5. Images annotation [5 minutes]

Open Image Annotator
Enter URL for some image you like
Select some regions on the picture and add descriptions for them
Generate file using “Show JSON-LD” button
Analyse the file. How regions' information is represented?

6. RDF model (and Mona Lisa) [5 minutes]

RDF model is a directed graph built from Statements a.k.a. triples
Each Statement consists of: subject, predicate and object
- Subject can be an URI or an empty node
- Predicate can be an URI
- Object can be an URI, an empty node or a literal

Let's consider a simple knowledge graph (taken from RDF 1.1 Primer):
It is very informal and vague… So we can make it more concrete using URIs for every element in the graph. Note that we are using existing vocabularies: FOAF (foaf:) and Dublin Core (dcterms:).
Every arrow represents now a simple RDF Statement (RDF triple).
Compare this to the knowledge stored in Wikidata that you looked at earlier - do you see similarities?

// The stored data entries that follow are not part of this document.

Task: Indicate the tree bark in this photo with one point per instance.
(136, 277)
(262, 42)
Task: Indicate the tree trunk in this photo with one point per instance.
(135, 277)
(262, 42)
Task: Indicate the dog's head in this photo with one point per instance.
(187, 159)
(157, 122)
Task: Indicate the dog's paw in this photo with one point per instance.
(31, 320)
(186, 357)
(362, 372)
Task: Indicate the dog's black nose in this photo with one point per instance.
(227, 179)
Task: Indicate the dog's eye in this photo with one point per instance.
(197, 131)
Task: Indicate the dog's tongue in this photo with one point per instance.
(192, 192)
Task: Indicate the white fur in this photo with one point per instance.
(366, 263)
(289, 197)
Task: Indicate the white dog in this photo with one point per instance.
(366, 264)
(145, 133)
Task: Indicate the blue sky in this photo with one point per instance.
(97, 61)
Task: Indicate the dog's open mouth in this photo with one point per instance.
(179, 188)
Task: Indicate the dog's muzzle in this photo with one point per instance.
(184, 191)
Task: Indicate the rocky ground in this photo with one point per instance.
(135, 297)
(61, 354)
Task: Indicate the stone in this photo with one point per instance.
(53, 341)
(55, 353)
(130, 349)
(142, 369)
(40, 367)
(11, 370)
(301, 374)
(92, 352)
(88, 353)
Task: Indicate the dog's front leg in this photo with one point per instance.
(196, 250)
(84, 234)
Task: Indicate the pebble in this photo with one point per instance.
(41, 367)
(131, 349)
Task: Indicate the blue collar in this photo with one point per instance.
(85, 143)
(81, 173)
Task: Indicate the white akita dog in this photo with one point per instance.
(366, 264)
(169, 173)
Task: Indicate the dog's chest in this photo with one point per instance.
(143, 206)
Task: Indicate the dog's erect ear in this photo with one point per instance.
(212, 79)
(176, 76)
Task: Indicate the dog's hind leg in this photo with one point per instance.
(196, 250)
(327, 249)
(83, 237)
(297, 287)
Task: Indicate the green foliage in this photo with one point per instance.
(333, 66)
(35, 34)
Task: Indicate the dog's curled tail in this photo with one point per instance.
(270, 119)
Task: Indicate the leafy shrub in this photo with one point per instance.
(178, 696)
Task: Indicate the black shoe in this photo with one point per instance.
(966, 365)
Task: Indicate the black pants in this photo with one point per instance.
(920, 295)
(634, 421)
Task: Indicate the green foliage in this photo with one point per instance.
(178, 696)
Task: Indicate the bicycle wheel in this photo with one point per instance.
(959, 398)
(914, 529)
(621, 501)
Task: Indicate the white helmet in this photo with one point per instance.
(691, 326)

7. Modeling knowledge with RDF graphs [30 minutes]

RDF is a data model based on principle of representing relational information as labeled directed graphs.

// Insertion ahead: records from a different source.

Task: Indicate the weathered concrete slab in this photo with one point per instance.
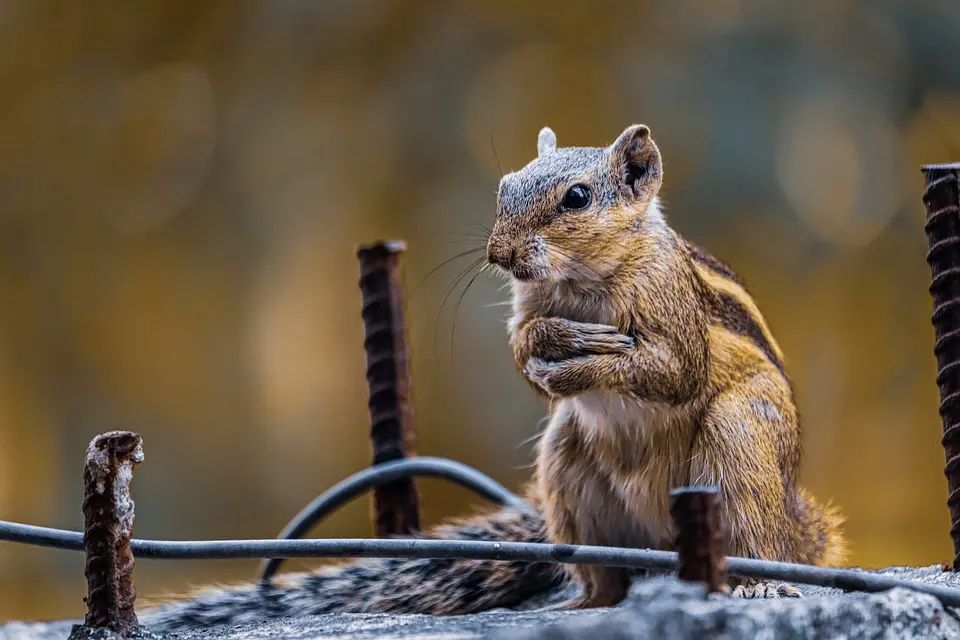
(656, 608)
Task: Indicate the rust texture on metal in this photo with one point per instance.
(107, 530)
(699, 536)
(396, 505)
(942, 201)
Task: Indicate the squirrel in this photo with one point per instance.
(659, 371)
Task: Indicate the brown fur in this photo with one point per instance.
(660, 371)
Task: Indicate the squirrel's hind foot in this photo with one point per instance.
(766, 591)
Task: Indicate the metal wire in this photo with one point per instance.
(362, 481)
(846, 579)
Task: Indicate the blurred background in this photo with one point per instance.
(182, 185)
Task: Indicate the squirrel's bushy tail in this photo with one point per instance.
(392, 585)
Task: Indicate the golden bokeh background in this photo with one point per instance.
(182, 185)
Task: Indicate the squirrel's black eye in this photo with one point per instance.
(576, 198)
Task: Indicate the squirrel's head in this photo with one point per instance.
(571, 212)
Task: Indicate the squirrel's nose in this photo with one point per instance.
(503, 257)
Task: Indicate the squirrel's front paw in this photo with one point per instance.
(558, 339)
(766, 590)
(563, 379)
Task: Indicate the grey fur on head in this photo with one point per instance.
(546, 142)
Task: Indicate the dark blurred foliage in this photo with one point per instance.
(182, 185)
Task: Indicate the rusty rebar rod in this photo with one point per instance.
(942, 200)
(108, 512)
(699, 536)
(396, 505)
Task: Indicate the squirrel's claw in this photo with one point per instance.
(766, 590)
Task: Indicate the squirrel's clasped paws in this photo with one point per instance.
(546, 375)
(558, 339)
(766, 590)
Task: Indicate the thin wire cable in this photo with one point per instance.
(846, 579)
(362, 481)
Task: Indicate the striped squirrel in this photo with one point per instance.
(659, 371)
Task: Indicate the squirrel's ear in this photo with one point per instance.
(636, 159)
(546, 142)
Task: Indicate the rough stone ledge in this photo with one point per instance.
(659, 607)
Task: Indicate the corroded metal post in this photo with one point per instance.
(942, 200)
(107, 530)
(397, 505)
(699, 539)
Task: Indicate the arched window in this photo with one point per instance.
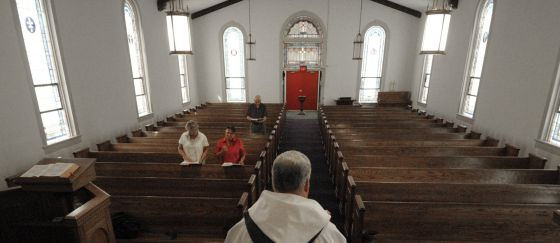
(136, 52)
(372, 64)
(478, 52)
(426, 76)
(303, 44)
(46, 71)
(234, 64)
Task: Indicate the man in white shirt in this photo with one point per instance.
(286, 215)
(193, 145)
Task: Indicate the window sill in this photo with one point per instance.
(146, 117)
(466, 119)
(546, 146)
(62, 144)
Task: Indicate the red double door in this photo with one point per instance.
(302, 83)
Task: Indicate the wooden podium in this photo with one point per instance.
(52, 209)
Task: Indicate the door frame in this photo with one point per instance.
(285, 81)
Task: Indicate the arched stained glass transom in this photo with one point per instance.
(303, 43)
(303, 29)
(476, 62)
(372, 64)
(234, 64)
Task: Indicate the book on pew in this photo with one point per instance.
(228, 164)
(64, 170)
(190, 163)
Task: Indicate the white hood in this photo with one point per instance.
(287, 217)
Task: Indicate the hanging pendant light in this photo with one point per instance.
(358, 41)
(251, 43)
(178, 29)
(436, 29)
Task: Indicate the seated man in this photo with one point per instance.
(230, 148)
(193, 145)
(257, 115)
(286, 215)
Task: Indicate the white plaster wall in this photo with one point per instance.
(264, 75)
(95, 56)
(519, 70)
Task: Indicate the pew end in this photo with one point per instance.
(536, 162)
(104, 146)
(150, 127)
(491, 142)
(84, 153)
(473, 135)
(123, 139)
(138, 133)
(511, 150)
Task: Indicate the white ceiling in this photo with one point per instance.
(419, 5)
(197, 5)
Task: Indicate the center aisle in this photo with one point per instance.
(302, 133)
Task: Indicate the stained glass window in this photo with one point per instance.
(136, 59)
(426, 76)
(184, 78)
(372, 64)
(46, 70)
(234, 64)
(303, 29)
(480, 42)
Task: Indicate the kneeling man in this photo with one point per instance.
(286, 215)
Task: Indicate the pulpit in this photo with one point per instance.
(301, 100)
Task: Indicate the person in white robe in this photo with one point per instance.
(286, 215)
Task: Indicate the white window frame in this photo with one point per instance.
(142, 62)
(426, 72)
(384, 60)
(470, 62)
(62, 86)
(553, 114)
(222, 48)
(184, 74)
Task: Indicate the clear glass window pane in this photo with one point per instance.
(473, 86)
(142, 103)
(234, 53)
(235, 95)
(370, 83)
(555, 130)
(55, 125)
(374, 47)
(235, 83)
(138, 86)
(38, 46)
(48, 98)
(368, 95)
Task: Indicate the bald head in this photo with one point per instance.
(291, 171)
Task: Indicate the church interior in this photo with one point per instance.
(423, 120)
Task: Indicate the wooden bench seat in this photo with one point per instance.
(478, 176)
(173, 170)
(465, 162)
(178, 187)
(184, 215)
(429, 221)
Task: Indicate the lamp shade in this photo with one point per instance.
(435, 32)
(179, 32)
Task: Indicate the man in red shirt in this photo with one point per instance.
(230, 148)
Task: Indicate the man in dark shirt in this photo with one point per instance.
(257, 115)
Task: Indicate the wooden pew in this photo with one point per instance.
(178, 187)
(190, 218)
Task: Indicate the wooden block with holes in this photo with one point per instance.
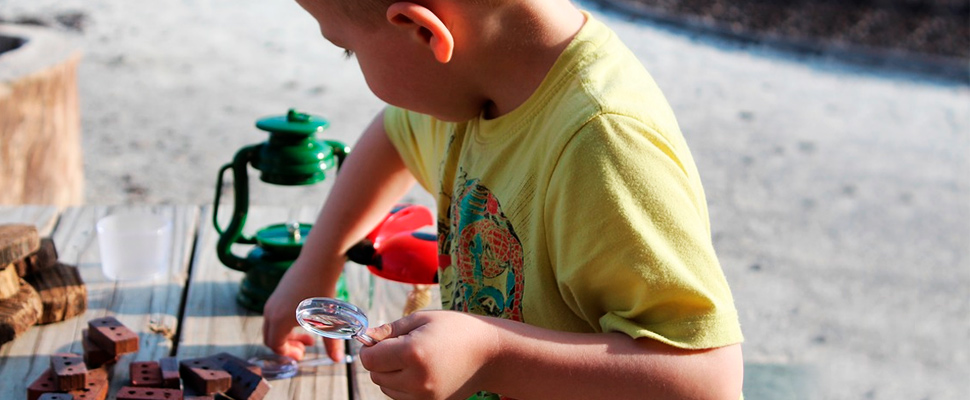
(17, 241)
(170, 372)
(45, 257)
(56, 396)
(96, 388)
(226, 358)
(204, 376)
(19, 312)
(62, 292)
(246, 385)
(95, 356)
(42, 385)
(69, 370)
(138, 393)
(111, 335)
(145, 374)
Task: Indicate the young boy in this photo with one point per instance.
(572, 226)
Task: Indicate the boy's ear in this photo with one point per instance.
(425, 26)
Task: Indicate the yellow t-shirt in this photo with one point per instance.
(581, 210)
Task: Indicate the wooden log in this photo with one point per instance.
(45, 257)
(19, 313)
(16, 240)
(40, 123)
(9, 281)
(62, 293)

In this task you will represent a piece of knowledge with use of the RDF graphs. Firstly, select one of the topics (we will use this topic on subsequent labs):
1. The Bold and the Beautiful – you can use a The_Bold_and_the_Beautiful#Premise section on Wikipedia (or the polish one)
2. The Game of Thrones – you can use a A_Song_of_Ice_and_Fire#Plot_synopsis section on Wikipedia
3. Another complex story from a book/series/movie you like
Read the selected fragment and extract as much information as you can.
Draw a graph (yes, with a pen and paper) representing the relations you identified in the fragment. Of course, “there's more than one way to do it”.
1. Draw regular resources (i.e. representing persons, places etc.) as oval nodes. Draw datatype values (e.g. dates, numbers representing age etc.) as rectangular nodes.
2. You don't need to write URIs, simply identify the resources with names and surnames etc.
Keep your sketch in a safe place – we will use it on the next lab!